For 2008, the Defense Department's budget is $657 billion, which includes the cost of the wars in Iraq and Afghanistan.
During the presidential debate in Mississippi, McCain called defense spending "very important and vital." But he also said the cost of weapons systems "are completely out of control." McCain has been among the Air Force's sharpest critics - despite serving as a Vietnam-era Navy fighter pilot. In 2006, McCain lost a contentious battle with other lawmakers to deny a multiyear contract for 60 of the F-22s.
Also in the debate, Obama said his top budget priorities are energy independence, health care, education and rebuilding America's network of highways and bridges. He didn't mention buying more jet fighters.
During his Senate confirmation hearing this summer, the new Air Force chief of staff, Gen. Norton Schwartz, backed away from the Air Force's long-held position that it must have 381 F-22s. He's still studying how many are needed but said 183 of the jets aren't enough.
The wild card will be Capitol Hill, where support for the F-22 is strong.
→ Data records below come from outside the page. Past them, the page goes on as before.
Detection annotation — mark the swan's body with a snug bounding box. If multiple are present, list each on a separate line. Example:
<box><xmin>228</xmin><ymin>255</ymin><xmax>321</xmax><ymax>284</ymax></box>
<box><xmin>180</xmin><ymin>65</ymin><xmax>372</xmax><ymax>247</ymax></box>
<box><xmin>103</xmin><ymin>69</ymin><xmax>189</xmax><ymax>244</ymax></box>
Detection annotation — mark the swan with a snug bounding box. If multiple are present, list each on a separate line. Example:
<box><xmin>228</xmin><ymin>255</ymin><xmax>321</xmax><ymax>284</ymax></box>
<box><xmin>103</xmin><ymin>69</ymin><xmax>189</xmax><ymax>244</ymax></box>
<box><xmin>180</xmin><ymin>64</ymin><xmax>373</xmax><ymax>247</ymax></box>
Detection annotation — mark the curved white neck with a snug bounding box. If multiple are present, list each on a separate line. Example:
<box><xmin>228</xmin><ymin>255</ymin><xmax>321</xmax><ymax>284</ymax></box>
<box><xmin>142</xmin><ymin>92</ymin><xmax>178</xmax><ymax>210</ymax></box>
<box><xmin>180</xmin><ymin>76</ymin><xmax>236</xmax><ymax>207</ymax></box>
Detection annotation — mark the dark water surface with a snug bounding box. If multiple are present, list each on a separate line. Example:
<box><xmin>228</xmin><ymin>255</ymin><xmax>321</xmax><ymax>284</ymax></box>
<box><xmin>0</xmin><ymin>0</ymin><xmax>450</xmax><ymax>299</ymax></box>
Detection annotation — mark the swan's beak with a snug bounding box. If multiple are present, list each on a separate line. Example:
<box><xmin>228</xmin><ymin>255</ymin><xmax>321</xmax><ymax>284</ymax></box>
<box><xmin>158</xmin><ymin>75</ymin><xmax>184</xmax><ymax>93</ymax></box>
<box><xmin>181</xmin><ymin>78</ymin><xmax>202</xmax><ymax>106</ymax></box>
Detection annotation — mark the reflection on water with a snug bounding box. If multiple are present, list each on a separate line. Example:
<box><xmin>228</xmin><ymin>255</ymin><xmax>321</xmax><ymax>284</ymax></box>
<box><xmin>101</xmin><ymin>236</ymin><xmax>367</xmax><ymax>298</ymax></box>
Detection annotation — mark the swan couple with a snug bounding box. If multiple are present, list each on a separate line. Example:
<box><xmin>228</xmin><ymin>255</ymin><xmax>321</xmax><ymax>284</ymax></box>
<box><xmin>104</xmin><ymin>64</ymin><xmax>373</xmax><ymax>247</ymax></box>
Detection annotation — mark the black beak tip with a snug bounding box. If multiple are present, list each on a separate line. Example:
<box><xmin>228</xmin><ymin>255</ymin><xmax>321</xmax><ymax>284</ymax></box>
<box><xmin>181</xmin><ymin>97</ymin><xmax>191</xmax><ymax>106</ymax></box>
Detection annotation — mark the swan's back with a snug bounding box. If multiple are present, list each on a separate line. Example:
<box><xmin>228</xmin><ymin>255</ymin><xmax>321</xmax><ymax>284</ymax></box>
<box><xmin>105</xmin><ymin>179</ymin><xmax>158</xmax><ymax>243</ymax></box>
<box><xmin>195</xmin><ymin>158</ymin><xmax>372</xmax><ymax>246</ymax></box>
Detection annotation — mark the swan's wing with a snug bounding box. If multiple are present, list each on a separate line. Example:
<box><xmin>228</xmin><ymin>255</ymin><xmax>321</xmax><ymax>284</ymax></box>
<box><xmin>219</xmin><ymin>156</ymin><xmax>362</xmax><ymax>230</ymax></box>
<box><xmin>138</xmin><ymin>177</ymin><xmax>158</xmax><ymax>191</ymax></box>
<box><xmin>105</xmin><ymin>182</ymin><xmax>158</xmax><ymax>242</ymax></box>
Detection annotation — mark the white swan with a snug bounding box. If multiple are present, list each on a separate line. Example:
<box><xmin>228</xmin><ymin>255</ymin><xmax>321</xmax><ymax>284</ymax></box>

Like any big military project, building more Raptors means jobs. Most of the aircraft are being built by Lockheed Martin in Georgia and Texas. Boeing manufactures the wings and other parts in Seattle. The engines are supplied by Pratt & Whitney in Middletown, Connecticut.
Congress added $523 million to the 2009 budget for advance procurement of more jets in hopes the next administration will keep the program alive.
"Anything can happen," said Christopher Bolkcom, a national defense specialist with the Congressional Research Service in Washington. "The pressures to continue this are just going to be crushing."